Your First Model
You need at least one AI model before you can chat.
Download via Dashboard
- Open the Dashboard at
http://localhost:8800 - Click Browse HuggingFace in the Models section
- Search for a model (try
TinyLlamafor a small, fast model) - Choose a quantization variant (Q4_K_M recommended for most hardware)
- Click Add to node — the node downloads its fair share of shards, and peers with auto-manage enabled auto-acquire the rest
- The dashboard auto-refreshes when downloads complete (no page reload needed)
Download via CLI
# Smart distribution: node downloads its fair share, peers get the rest
curl -X POST http://localhost:8800/api/admin/hf/download-shards \
-H "Authorization: Bearer YOUR_API_KEY" \
-H "Content-Type: application/json" \
-d '{"repo_id": "Qwen/Qwen2.5-Coder-7B-Instruct-GGUF", "filename": "qwen2.5-coder-7b-instruct.Q4_K_M.gguf", "peer_fair_share": true}'
# Or download specific shards manually:
curl -X POST http://localhost:8800/api/admin/hf/download-shards \
-H "Authorization: Bearer YOUR_API_KEY" \
-H "Content-Type: application/json" \
-d '{"repo_id": "Qwen/Qwen2.5-Coder-7B-Instruct-GGUF", "filename": "qwen2.5-coder-7b-instruct.Q4_K_M.gguf", "shards": [0, 1, 2]}'
Recommended Models by Hardware
| Hardware | Model | Size |
|---|---|---|
| Any (testing) | TinyLlama 1.1B Q4_K_M | ~700 MB |
| 8 GB RAM, no GPU | Qwen2.5-3B Q4_K_M | ~2 GB |
| 8 GB VRAM | Qwen2.5-7B Q4_K_M | ~4.5 GB |
| 16+ GB VRAM | Llama-3-13B Q4_K_M | ~7 GB |
On-Demand Loading
You do not need to pre-load models into VRAM. When you send an inference request for a model whose shards are on disk but not loaded, SwarmLLM automatically loads the model on the fly. If VRAM is full, the least-recently-used model is evicted to make room.

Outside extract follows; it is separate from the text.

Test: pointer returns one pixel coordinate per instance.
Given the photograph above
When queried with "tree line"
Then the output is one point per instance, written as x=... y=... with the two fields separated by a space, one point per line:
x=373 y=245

The first request to a cold model may take a few extra seconds while loading completes.
Start Chatting
Web UI:
- Click the Chat tab
- Select your model from the dropdown
- Type a message and press Enter
CLI:
./swarmllm chat
# Or with a specific model:
./swarmllm chat --model-name "qwen2.5-coder-7b"
API:
curl http://localhost:8800/v1/chat/completions \
-H "Authorization: Bearer YOUR_API_KEY" \
-H "Content-Type: application/json" \
-d '{
"model": "qwen2.5-coder-7b",
"messages": [{"role": "user", "content": "Hello!"}],
"stream": true
}'
What Are Shards?
Large AI models are split into smaller pieces called shards (~512 MB each) so they can be distributed across the network. Each shard contains a subset of the model's transformer layers. SwarmLLM handles this automatically — you just pick a model and download.
A node never needs all shards of a model. In distributed inference, each node loads only the layers it's responsible for.